Dans la réflexion pour l’économie circulaire, le gouvernement prévoit de mettre en place un indicateur de durée de vie des produits. Le projet prévoit de construire un indice précis d’information claire sur la durabilité et la robustesse des produits.
Ce serait très certainement un étiquetage comme l’étiquette « énergie » des appareils électroménagers et ce système donnerait aux produits une note de 1 à 10 en fonction de critères tel que la durabilité et la réparabilité de l’équipement. Il est prévu de faire un test grandeur nature jusqu’à fin 2019 et ensuite d’appliquer ce dispositif de manière obligatoire. Les modalités pratiques ne sont pas encore définies dans le détail mais des commissions rassemblant industriels, associations de consommateurs et équipes des ministères travaillent déjà à un cahier des charges et à un référentiel clair.
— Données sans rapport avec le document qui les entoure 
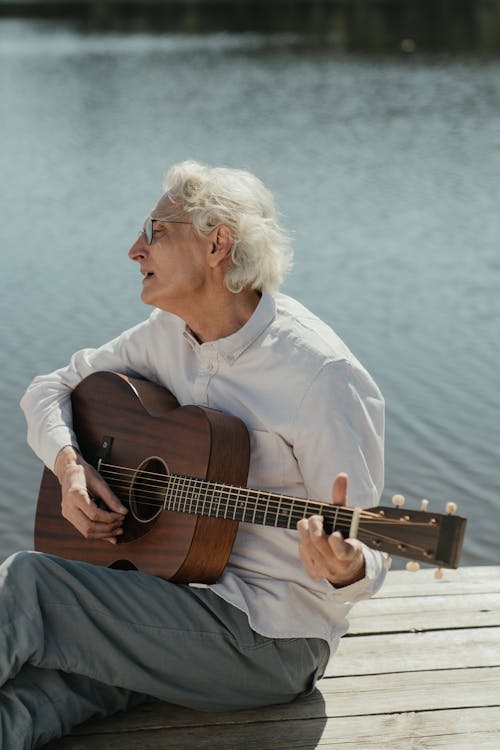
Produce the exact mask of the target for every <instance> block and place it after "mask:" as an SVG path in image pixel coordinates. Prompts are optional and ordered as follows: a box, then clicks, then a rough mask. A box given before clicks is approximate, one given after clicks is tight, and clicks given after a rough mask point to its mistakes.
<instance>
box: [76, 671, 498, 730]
mask: <svg viewBox="0 0 500 750" xmlns="http://www.w3.org/2000/svg"><path fill="white" fill-rule="evenodd" d="M319 687H320V689H319V690H315V691H314V693H313V694H312V695H311V696H310V698H308V699H303V700H299V701H295V702H294V703H290V704H288V705H282V706H274V707H272V706H268V707H264V708H261V709H256V710H251V711H227V712H217V713H204V712H201V711H190V710H189V709H185V708H181V707H179V706H172V705H170V704H167V703H160V704H154V705H150V706H148V707H141V708H140V709H137V710H136V711H133V712H130V713H129V714H117V715H116V716H115V717H110V718H109V719H108V720H106V722H100V721H97V722H96V721H94V722H88V723H87V724H86V725H84V726H83V727H82V728H81V729H80V730H79V732H78V733H79V734H80V733H82V734H93V733H94V732H100V733H102V732H105V733H106V735H110V734H114V733H122V732H123V731H126V732H138V731H142V730H146V729H150V730H153V729H155V730H156V729H159V728H161V729H169V728H170V729H172V728H175V727H180V726H182V727H188V726H191V727H196V726H205V727H210V726H217V727H221V726H225V725H228V724H241V725H243V724H245V725H249V724H252V725H255V724H258V723H261V722H264V723H269V722H271V723H272V722H278V723H279V722H282V721H285V720H290V719H293V720H295V721H299V720H311V719H320V718H322V717H328V718H335V719H337V718H339V717H347V716H350V717H352V718H353V720H356V721H357V720H358V718H359V717H360V716H369V715H370V716H374V715H377V714H386V713H391V714H393V713H407V712H415V711H432V710H435V709H439V710H445V709H446V710H449V709H458V708H460V709H467V708H475V707H476V708H480V707H484V706H491V705H495V706H500V668H492V669H489V668H484V669H455V670H436V671H427V672H412V673H408V674H401V673H398V674H387V675H384V676H383V677H380V676H379V675H368V676H356V677H338V678H332V679H324V680H322V681H321V682H320V683H319ZM497 710H498V709H497ZM499 713H500V712H499Z"/></svg>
Dans un premier temps cet étiquetage concernerait les produits électroniques et électroménagers mais il n’est pas inenvisageable que ce soit étendu à d’autres types de produits dans une deuxième phase.
Le gouvernement prévoit aussi de s’attaquer à la couche logicielle des produits et d’étendre ce principe aux programmes et services numériques. En effet, bon nombre de produits ne sont remplacés, non pas parce qu’ils ne fonctionnent plus, mais parce qu’ils fonctionnent plus lentement ou moins bien. Et c’est souvent ce phénomène qui raccourcit la durée de vie des équipements électroniques et incitent les consommateurs à s’équiper de nouveaux produits. C’est le cas notamment avec la durée de vie d’un smartphone ou encore la durée de vie d’une tablette qui sont souvent changés car la mise à jour des systèmes d’exploitation ralentit leur fonctionnement ou encore que les nouvelles versions d’applications rendent leur utilisation très lente.
Quel impact pour les fabricants ?
Avant les conséquences des lois et réglementations mises en place le premier impact chez les fabricants est la prise de conscience du grand public et le questionnement face aux produits présentés. Au-delà des effets négatifs sur certaines marques déjà incriminées, la plupart des concurrents vont devoir jouer la transparence pour se démarquer.
Lorsque l’étiquetage sera obligatoire, des écarts verront le jour inévitablement entre les produits. Et comme pour l’étiquetage énergétique il y aura des gros progrès qui seront réalisés. En effet un produit étiqueté « très énergivore » a aujourd’hui beaucoup de mal à se vendre. Demain un produit qui aura une mauvaise note sur le plan de la durabilité et de la réparabilité sera aussi en difficulté sur le marché.
D’ores et déjà, de nombreux fabricants travaillent à de nouvelles générations de produits et à améliorer celles qui sont existantes. L’enjeu est de taille car la transparence va accroitre la concurrence mais aussi les attentes des consommateurs, notamment en cas de défaillance anticipée des produits.
Certains fabricants envisagent déjà de travailler à des offres avec des garanties incluses plus longues, qui permettraient ainsi de rassurer le client et de lui assurer la pérennité de son achat.
Enfin, il faut s’attendre à voir émerger un marché de la réparation en France et en Europe. Un tel marché pourrait être bénéfique en termes d’emplois et de respect de l’environnement. De nombreuse marques travaillent déjà à l’élaboration d’une offre. Même si cela nécessite des réorganisations et du temps, certaines entreprises, pour maintenir leur chiffre d’affaires, doivent d’ores et déjà penser à se positionner sur le marché de la réparation, du moins pour leurs propres produits, ou de passer des alliances avec de grands réseaux. Elles envisagent de le faire avant que de futures directives Européennes en préparation imposent des taux de réparabilité important dans certains produits et favorisent ainsi l’émergence d’un nouveau marché.